For $y = \frac{1}{3}x + 2$, the slope is $ \frac{1}{3}$ and the y intercept is $2$. Start at $(0, 2)$, then move down 1 unit and right 3 units to find the next point at $(3, 1)$. To graph $4x + 2y = 8$, first solve for $y$: $2y = 4x + 8$, which gives $y = 2x + 4$. The slope is $ 2$ and the y intercept is $4$. Start at $(0, 4)$ and move down 2, right 1.
This form is a graphing treasure map! The equation literally hands you your starting point, $b$ (where the line crosses the y axis), and your directions, $m$ (the slope), to find the next point on the map.

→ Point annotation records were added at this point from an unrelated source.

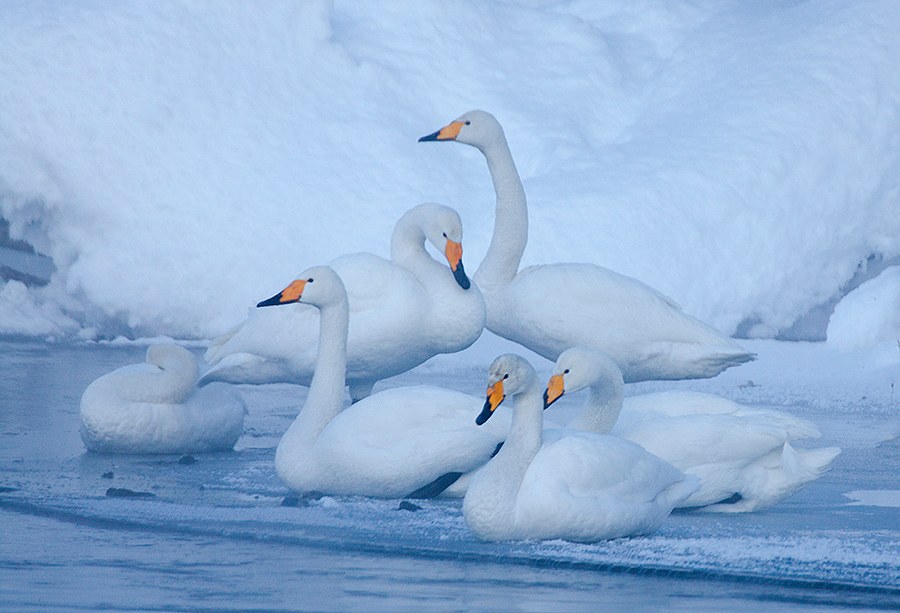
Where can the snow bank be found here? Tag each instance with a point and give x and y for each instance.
(868, 315)
(180, 161)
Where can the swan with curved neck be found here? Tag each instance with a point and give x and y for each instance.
(155, 408)
(391, 444)
(402, 312)
(584, 304)
(741, 455)
(570, 485)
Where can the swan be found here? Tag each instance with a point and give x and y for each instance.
(646, 333)
(402, 312)
(399, 442)
(577, 486)
(743, 457)
(154, 408)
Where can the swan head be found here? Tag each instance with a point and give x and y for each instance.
(476, 128)
(578, 368)
(508, 374)
(319, 286)
(443, 229)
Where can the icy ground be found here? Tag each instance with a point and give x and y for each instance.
(214, 534)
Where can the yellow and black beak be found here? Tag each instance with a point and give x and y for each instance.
(448, 132)
(453, 253)
(495, 396)
(291, 293)
(556, 387)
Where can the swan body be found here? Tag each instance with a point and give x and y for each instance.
(742, 455)
(387, 445)
(646, 333)
(402, 312)
(154, 408)
(562, 484)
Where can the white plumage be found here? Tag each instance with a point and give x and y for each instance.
(561, 484)
(552, 307)
(738, 453)
(402, 312)
(387, 445)
(155, 408)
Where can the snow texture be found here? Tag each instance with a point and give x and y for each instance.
(180, 161)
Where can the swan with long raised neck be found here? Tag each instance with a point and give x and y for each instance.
(402, 312)
(577, 486)
(644, 332)
(400, 442)
(155, 407)
(744, 458)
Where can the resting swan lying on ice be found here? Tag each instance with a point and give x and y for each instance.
(154, 407)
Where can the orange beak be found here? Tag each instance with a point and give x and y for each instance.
(448, 132)
(495, 396)
(291, 293)
(453, 253)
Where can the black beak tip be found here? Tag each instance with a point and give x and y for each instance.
(485, 414)
(461, 278)
(274, 300)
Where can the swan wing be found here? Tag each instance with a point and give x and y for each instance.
(552, 307)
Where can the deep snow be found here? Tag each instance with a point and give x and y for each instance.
(179, 161)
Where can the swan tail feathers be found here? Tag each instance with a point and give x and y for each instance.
(434, 489)
(676, 360)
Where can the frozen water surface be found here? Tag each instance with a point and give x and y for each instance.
(214, 533)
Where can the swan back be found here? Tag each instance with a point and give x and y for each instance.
(577, 486)
(154, 408)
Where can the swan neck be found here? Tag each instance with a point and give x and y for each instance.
(508, 467)
(501, 262)
(408, 246)
(326, 390)
(602, 407)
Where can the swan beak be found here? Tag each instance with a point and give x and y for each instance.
(556, 387)
(453, 253)
(291, 293)
(495, 396)
(448, 132)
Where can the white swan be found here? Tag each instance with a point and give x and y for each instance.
(577, 486)
(155, 408)
(741, 455)
(647, 334)
(387, 445)
(402, 312)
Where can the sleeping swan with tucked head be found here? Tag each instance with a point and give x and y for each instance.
(154, 407)
(744, 458)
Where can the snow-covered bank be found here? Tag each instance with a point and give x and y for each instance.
(180, 161)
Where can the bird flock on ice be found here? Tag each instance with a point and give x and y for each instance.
(616, 470)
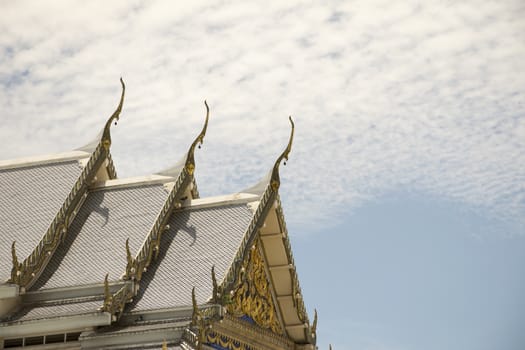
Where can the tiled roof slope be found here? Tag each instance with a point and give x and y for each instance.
(95, 243)
(198, 238)
(56, 309)
(30, 197)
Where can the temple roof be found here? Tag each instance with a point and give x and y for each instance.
(95, 244)
(143, 255)
(198, 239)
(32, 194)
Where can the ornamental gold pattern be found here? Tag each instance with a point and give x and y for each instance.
(114, 303)
(252, 295)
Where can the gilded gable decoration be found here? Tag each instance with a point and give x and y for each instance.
(252, 294)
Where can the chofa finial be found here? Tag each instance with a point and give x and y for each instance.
(106, 137)
(190, 159)
(314, 324)
(275, 180)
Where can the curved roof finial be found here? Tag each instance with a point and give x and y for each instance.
(106, 137)
(190, 159)
(275, 180)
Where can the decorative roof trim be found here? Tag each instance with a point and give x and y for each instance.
(131, 181)
(150, 248)
(236, 198)
(25, 274)
(270, 201)
(42, 160)
(252, 295)
(267, 199)
(114, 303)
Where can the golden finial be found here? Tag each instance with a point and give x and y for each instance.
(13, 255)
(128, 255)
(215, 286)
(195, 315)
(15, 270)
(108, 298)
(314, 324)
(275, 180)
(190, 159)
(106, 137)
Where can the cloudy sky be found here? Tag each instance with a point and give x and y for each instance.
(398, 106)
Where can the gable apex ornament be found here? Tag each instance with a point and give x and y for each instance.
(275, 180)
(190, 159)
(106, 135)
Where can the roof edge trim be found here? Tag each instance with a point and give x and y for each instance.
(42, 160)
(131, 181)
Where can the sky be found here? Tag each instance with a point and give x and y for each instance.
(405, 190)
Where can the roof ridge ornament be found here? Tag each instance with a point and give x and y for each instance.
(190, 159)
(275, 180)
(106, 136)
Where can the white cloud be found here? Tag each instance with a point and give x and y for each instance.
(385, 96)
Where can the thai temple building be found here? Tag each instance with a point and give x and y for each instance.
(92, 261)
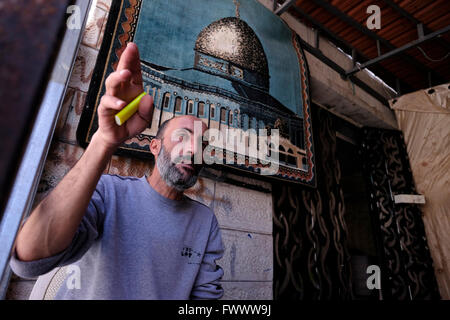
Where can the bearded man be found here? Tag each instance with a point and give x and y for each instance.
(130, 237)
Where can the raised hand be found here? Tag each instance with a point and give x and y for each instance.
(122, 86)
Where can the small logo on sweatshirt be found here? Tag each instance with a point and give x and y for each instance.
(193, 256)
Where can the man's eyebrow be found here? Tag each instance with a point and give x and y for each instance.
(190, 130)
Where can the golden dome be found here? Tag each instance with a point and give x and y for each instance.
(232, 40)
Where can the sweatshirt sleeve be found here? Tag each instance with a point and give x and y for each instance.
(87, 232)
(207, 284)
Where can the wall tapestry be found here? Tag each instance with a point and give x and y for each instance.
(233, 64)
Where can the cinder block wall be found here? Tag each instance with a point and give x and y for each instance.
(244, 214)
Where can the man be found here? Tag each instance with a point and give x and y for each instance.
(130, 238)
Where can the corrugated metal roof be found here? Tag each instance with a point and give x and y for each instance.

No tables, no extra math, just pure graphing action!
Common Questions
What information does slope-intercept form reveal immediately?
Slope-intercept form y=mx+b reveals the slope m (rise over run) and the y-intercept b (where the line crosses the y-axis) directly from the equation without any calculation. For y=3x-4, slope is 3 and y-intercept is -4, so the line crosses at (0,-4) and rises 3 units for every 1 unit right.
How do you graph a line from slope-intercept form?
Plot the y-intercept at (0,b) on the y-axis. From that point, use the slope m=rise/run to find a second point: move up by the numerator and right by the denominator (or down and left for negative slopes). Draw a straight line through the two points and extend with arrows.
How do you convert standard form to slope-intercept form?
Solve Ax+By=C for y. Subtract Ax from both sides: By=C-Ax. Divide by B: y=(-A/B)x+(C/B). The slope is -A/B and the y-intercept is C/B. For 2x+3y=12: 3y=-2x+12, then y=(-2/3)x+4.